You know the arguments, you’ve had them too. As I went through mine, I saw the non-bigots struggle to explain their Faustian bargain. They couldn’t because they can’t see they’ve made one — and done so at others’ expense. They simply don’t live in the same America as I do. Whatever they can see of their moral compromise, they accept. Since they’re not truly at risk, there’s little to fear. I see their acceptance of bigotry as one born partly of Ignorance and partly of Otherization.
But what of my feelings? After the debates, I’ve been probing myself. Why am I distraught? Is it an issue of identity? Is it due to my propensity to take too much personally? Am I indulging my worst impulses?

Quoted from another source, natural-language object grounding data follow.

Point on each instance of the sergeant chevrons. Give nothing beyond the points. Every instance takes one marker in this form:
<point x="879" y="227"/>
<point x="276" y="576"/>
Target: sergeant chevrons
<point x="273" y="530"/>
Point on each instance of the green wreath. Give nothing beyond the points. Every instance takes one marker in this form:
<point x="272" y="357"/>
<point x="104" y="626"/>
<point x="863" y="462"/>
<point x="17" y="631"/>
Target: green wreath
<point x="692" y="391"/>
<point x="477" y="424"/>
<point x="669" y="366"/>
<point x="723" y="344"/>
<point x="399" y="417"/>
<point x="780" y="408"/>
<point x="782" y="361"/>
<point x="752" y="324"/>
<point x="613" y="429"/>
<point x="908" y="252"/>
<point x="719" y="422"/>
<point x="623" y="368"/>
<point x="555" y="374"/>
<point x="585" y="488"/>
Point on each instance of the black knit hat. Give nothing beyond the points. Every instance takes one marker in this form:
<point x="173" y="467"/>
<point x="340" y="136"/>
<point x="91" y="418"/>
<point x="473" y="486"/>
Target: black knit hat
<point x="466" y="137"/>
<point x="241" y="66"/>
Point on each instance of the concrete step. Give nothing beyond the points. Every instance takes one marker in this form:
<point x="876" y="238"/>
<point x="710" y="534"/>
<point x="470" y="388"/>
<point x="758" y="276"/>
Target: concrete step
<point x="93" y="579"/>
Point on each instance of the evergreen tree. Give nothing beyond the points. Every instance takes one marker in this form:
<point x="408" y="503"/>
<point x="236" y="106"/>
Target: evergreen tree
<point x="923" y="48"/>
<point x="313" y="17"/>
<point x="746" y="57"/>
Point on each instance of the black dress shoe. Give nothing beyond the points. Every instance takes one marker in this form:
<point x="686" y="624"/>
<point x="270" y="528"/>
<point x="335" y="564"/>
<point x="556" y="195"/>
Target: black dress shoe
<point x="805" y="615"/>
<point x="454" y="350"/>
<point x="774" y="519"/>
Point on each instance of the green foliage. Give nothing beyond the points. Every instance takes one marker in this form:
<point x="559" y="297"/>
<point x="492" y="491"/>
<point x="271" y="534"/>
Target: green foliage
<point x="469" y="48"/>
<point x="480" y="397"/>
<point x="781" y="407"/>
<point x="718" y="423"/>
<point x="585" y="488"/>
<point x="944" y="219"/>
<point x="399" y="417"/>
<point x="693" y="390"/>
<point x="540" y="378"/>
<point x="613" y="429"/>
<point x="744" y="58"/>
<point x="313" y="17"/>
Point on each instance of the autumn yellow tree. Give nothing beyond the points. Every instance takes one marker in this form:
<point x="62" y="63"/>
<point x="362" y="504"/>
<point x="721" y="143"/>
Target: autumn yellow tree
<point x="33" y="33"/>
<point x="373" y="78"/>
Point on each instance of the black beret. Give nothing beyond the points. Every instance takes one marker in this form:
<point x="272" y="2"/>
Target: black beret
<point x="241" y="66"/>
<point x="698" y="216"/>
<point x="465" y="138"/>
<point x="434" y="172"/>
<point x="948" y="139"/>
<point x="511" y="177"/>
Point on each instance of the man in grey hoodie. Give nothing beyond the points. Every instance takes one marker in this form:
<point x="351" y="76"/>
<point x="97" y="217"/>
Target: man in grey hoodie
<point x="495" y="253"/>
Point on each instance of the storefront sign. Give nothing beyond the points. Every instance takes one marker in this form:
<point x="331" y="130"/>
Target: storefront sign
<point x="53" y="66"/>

I’ve felt no measure of the only guiding principles to withstand the fires of both my heart and my intellect: Total Equanimity, inwardly, and Unconditional Love, outwardly. No matter the provocation, I’m learning — to my own dismay — that only I am ultimately responsible for my state of mind. So, I’ve been peeling back my emotions, asking myself -
Why are you so hurt and angry? Because I feel betrayed.
By what? My deepest beliefs are damaged, threatened. I thought most of us agreed such overt hate is wrong and wouldn’t compromise.
What if it were reversed — what would you compromise? I wouldn’t. I, unlike these moral hacks, am one principled mothercusser.
Really? Well, I wouldn’t compromise on this!
What if this had been, I dunno, say, a Kim Kardashian with a pro-choice, fight-climate-change etc platform vs. a John McCain with an anti-gay rights, anti-immigrants platform? I’d abstain, go third-party, write myself in!
You’re also a pragmatist. Okay, I get their quandary. But, the red line!
You’ve never compromised cherished principles? <racing through the times I…>
The recording of this interview with my conscience mysteriously ends here. But it’s clear that I have, indeed, at some point, at least fudged what I’d thought of as a red line. I think many of us have. When we do it, we know our reasons and forgive ourselves our transgressions. After all, we’re fallible humans struggling with a seemingly unsponsored existence.
We compromise more easily when our desire is great, when the cost is borne by Others, and when we conveniently don’t have to see them pay it. All but the saints among us have Others to whom we have, at one point or another, guiltily, but knowingly, shifted the cost of our choices.
Especially as Americans, our comfort is to some extent always perched on someone else’s back. I won’t explicate this thesis here. You know well the grist for our industrial, carbon-fueled, globalized mill. Very few of us make consistent moral choices. We let ourselves get away with this, usually, because the Others who bear them are voiceless or at a distance. Now the Other is Us, right here at home.
I no longer need the non-bigoted Trump voters to explain themselves. I know why they sold me out. I know how it works, I only have to look within myself to find times I’ve also sold out the ones I claim to care for.
What I want next is a reckoning. I face myself and find I’m not much different from them — better, I may eagerly tell myself, but not different. I won’t accept their happy dissonance. I want to make them face themselves, too, and have them admit they chose not to care about us.
We can’t move forward with ignorance. Let us really see each other and let each of us see ourselves. If we do it right, we’ll find we are all only looking in the mirror — always.